Horse Brass
Details
Categories |
51 Voices, Wagon Walk |
Theme(s) |
Animals, Collecting, Farming and agriculture |
Collection | Festival of Britain, 1951 |
Date | 1951 |
Object number | MERL 2011/8/3 |
- Description
Armac Brassworks, Festival of Britain horse brass, 1951
This horse brass is in the shape of the Festival of Britain logo designed by Abram Games. It was one of many popular items sold to commemorate the event, from tea caddy spoons to teapots, badges to biscuit tins. Brasses like this were originally made to adorn harness worn by heavy horses in agricultural and industrial contexts. In the context of the Festival, such mementoes provided visitors with a slice of Britain’s past. In reminding audiences of the interwar dependence on draught power, these objects also served to highlight the progress shown by the state of the art and tractor-based farm machinery on display.
Horse brasses also help tell different stories of change. The use of horse brasses as decorations for harness became common from the mid-nineteenth century onwards.
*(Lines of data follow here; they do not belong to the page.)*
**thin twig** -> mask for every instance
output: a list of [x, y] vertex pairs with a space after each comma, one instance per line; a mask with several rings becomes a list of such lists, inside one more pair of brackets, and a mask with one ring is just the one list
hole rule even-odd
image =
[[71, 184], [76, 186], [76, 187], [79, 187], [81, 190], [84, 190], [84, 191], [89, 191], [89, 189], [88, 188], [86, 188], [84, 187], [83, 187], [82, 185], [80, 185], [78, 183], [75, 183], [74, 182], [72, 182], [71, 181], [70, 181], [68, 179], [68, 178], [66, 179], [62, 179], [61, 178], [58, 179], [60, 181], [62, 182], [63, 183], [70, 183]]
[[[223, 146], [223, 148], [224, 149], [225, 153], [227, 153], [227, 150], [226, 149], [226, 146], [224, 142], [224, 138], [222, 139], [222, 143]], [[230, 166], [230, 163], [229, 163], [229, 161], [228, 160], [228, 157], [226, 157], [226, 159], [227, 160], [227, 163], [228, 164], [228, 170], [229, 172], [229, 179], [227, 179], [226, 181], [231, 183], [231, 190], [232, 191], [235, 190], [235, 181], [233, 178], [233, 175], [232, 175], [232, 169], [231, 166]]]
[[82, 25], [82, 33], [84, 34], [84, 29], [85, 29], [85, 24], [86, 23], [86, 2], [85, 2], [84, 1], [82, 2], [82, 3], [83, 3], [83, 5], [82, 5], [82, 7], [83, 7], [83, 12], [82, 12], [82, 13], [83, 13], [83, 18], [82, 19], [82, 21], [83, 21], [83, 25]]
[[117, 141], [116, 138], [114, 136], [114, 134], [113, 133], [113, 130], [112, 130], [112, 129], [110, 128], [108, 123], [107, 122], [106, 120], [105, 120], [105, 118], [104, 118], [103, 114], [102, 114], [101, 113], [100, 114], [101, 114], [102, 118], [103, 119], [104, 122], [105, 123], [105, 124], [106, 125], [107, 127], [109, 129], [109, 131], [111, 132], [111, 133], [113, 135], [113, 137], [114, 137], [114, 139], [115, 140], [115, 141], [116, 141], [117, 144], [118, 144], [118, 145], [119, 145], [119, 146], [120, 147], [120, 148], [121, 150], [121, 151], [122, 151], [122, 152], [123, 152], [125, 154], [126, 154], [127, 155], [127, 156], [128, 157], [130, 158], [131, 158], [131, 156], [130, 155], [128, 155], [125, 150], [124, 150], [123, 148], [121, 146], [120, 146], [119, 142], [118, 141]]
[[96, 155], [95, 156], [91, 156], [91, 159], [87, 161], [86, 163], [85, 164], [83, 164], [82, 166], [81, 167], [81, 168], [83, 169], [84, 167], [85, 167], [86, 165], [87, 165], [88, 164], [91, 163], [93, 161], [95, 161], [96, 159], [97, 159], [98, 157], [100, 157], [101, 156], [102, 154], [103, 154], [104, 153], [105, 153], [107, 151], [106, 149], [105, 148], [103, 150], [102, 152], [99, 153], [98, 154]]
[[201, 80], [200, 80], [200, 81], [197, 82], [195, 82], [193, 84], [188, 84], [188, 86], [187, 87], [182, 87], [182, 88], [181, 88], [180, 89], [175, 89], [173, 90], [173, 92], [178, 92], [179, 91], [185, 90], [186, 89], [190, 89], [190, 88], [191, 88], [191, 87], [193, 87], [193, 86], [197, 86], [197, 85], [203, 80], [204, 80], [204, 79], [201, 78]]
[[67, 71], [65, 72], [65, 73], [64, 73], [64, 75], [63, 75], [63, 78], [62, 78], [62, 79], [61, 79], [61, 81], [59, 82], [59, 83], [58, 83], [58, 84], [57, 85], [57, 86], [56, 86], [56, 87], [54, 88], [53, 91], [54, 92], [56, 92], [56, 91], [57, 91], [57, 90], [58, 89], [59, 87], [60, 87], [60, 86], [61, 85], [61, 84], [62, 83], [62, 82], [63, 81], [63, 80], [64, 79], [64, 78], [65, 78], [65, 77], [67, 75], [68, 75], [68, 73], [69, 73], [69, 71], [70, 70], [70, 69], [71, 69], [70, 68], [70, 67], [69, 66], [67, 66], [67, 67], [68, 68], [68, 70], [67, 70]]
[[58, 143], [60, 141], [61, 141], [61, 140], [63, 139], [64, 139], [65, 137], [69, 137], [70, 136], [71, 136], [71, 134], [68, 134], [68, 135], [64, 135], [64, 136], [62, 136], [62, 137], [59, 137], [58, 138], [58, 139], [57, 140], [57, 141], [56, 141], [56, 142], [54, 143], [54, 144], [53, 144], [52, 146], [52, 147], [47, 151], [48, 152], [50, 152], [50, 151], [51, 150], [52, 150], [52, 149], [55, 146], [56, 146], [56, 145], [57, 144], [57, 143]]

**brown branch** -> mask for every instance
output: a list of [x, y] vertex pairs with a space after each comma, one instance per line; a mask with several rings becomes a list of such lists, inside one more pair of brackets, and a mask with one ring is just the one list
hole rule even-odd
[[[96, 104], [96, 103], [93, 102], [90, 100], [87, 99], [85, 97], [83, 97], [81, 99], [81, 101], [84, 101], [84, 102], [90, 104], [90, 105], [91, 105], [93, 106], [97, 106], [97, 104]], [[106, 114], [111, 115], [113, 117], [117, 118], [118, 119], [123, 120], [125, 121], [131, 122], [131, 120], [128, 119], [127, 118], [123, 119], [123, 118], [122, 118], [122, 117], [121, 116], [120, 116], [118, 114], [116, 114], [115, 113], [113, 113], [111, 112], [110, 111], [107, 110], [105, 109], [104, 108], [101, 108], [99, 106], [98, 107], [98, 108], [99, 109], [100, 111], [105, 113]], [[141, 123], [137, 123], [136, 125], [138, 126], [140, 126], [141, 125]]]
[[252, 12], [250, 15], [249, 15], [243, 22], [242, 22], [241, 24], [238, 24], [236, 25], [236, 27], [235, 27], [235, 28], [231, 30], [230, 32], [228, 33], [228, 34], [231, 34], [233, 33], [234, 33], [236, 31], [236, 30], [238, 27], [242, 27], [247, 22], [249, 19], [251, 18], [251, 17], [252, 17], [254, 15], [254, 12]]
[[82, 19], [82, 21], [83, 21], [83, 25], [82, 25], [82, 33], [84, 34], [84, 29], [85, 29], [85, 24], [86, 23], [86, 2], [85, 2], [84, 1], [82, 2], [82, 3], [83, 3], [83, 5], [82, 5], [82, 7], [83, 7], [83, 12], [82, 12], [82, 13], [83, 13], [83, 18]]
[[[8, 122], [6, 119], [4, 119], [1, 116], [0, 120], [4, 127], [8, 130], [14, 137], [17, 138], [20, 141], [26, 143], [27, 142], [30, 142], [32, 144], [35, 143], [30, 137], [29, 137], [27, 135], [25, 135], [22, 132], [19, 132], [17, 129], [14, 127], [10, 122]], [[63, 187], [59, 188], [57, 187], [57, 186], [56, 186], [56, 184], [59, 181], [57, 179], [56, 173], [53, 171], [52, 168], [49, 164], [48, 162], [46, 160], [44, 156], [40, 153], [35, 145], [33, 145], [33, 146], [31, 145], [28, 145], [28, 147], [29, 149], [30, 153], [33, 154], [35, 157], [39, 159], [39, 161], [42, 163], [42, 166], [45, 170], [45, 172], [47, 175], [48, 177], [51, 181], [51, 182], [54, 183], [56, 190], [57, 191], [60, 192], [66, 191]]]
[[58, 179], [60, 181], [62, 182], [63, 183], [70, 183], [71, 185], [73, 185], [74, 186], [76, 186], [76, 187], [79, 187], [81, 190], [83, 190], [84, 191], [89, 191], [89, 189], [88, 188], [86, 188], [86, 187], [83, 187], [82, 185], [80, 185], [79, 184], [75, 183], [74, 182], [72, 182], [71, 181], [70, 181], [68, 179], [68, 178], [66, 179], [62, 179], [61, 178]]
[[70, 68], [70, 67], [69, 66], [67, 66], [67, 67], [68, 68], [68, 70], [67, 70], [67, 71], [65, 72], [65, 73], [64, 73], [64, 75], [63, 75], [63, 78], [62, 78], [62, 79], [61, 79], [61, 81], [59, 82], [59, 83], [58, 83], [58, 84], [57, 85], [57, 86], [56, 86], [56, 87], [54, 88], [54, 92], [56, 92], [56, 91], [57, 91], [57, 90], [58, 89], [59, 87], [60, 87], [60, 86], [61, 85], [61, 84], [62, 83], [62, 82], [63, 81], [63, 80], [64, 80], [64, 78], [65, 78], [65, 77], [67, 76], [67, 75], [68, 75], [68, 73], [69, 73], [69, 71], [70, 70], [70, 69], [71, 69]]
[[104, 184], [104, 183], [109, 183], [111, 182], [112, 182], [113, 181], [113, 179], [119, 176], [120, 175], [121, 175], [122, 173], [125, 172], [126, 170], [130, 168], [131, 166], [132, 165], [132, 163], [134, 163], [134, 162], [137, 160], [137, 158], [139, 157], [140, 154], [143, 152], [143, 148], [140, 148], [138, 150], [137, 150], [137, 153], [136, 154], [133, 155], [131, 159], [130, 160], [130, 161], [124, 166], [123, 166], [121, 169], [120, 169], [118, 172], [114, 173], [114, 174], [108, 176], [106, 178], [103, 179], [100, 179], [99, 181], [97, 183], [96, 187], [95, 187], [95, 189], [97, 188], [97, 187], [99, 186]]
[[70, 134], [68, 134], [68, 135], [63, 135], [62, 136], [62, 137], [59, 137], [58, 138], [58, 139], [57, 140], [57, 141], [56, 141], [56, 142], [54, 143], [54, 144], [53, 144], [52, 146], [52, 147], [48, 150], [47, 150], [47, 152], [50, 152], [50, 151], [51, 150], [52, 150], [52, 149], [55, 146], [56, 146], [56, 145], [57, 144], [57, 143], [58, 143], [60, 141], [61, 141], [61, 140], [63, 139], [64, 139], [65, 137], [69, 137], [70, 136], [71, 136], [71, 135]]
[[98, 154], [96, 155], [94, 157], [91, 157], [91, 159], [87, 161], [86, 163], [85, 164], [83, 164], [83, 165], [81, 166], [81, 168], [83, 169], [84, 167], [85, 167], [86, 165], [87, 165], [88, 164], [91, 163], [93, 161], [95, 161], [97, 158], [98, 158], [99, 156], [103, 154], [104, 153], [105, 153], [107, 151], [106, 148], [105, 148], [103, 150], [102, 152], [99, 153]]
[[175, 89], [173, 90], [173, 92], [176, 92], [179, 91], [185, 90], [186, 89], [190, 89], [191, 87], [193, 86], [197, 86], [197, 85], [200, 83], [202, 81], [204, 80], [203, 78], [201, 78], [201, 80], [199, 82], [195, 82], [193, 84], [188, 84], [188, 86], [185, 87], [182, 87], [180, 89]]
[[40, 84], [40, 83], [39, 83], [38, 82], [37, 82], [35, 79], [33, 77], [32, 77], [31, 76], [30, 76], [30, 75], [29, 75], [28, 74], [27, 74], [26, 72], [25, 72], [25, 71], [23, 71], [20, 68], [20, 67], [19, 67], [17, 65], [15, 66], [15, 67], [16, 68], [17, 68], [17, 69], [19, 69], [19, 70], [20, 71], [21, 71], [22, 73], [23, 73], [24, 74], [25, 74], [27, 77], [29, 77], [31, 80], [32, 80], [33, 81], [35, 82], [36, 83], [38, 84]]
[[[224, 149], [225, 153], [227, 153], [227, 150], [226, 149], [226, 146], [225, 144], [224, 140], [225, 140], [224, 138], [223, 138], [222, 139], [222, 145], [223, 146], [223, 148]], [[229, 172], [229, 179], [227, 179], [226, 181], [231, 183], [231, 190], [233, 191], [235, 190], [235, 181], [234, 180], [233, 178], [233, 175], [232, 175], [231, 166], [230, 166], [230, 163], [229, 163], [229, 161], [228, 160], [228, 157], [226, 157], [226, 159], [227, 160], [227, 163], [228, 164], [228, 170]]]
The upscaled manufacture of brasses by larger foundries marked the impact of industrialisation. Some of their products were adorned with references to royalty, serving to reinforce social hierarchy. Other images such as moons and stars were thought by some to represent ‘survivals’ of superstitious symbols used by earlier generations or by migrant communities to protect animals against harm.
These popular objects now adorn country pub interiors, are synonymous with a particular nostalgic and romantic sense of our rural past, and have largely transformed from horse decorations into popular collectibles. Indeed, this particular brass was purchased for the Museum at the dispersal sale of a significant private collection of rural objects. This echoes the origins of The MERL collection itself where the majority of acquisitions in 1951 stemmed from two large private collections, one from rural writer H. J. Massingham and the other having belonged to the late Sister Lavinia Smith.